The scope of linguistics
[...] linguistics has traditionally been based on an idealization which abstracts the formal properties of the language code from the contextual circumstances of actual instances of use, seeking to identify some relatively stable linguistic knowledge (langue, or competence) which underlies the vast variety of linguistic behaviour (parole, or performance). It was also pointed out that there are two reasons for idealizing to such a degree of abstraction. One has to do with practical feasibility: it is convenient to idealize in this way because the actuality of language behaviour is too elusive to capture by any significant generalization. But the other reason has to do with theoretical validity, and it is this which motivates Chomsky's competence-performance distinction. The position here is that the data of actual behaviour are disregarded not because they are elusive but because they are of little real theoretical interest: they do not provide reliable evidence for the essential nature of human language. Over recent years, this formalist definition of the scope of linguistics has been challenged with respect to both feasibility and validity.
As far as feasibility is concerned, it has been demonstrated that the data of behaviour are not so resistant to systematic account as they were made out to be. There are two aspects of behaviour. One is psychological and concerns how linguistic knowledge is organized for access and what the accessing processes might be in both the acquisition and use of language. This has been a subject of enquiry in psycholinguistics. The second aspect of behaviour is sociological. This accessing of linguistic knowledge is prompted by some communicative need, some social context which calls for an appropriate use of language. These conditions for appropriateness can be specified, as indeed was demonstrated in part in the discussion of pragmatics. The account of the relationship between linguistic code and social context is the business of sociolinguistics.
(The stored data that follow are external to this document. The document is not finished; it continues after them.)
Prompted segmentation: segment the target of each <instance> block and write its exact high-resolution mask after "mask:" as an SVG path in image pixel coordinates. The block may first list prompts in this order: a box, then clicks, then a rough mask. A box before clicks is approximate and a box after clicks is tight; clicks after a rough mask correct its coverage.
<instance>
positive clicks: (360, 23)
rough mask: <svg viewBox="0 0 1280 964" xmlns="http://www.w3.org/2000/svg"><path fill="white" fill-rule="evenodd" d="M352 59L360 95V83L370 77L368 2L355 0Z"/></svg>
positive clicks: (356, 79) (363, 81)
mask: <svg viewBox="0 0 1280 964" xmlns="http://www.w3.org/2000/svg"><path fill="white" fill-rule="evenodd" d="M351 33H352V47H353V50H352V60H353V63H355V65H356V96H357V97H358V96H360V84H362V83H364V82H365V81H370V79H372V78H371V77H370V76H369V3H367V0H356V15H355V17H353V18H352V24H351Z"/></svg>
Psycholinguistic work on accessing processes and socio-linguistic work on appropriateness conditions have demonstrated that there are aspects of behaviour that can be systematically studied, and that rigorous enquiry does not depend on the high degree of abstraction proposed in formalist linguistics. In other words, psycholinguistics and sociolinguistics have things to say about language which are also within the legitimate scope of the discipline. Such a point of view would be a tolerant and neighbourly one: we stake out different areas of language study, each with its own legitimacy.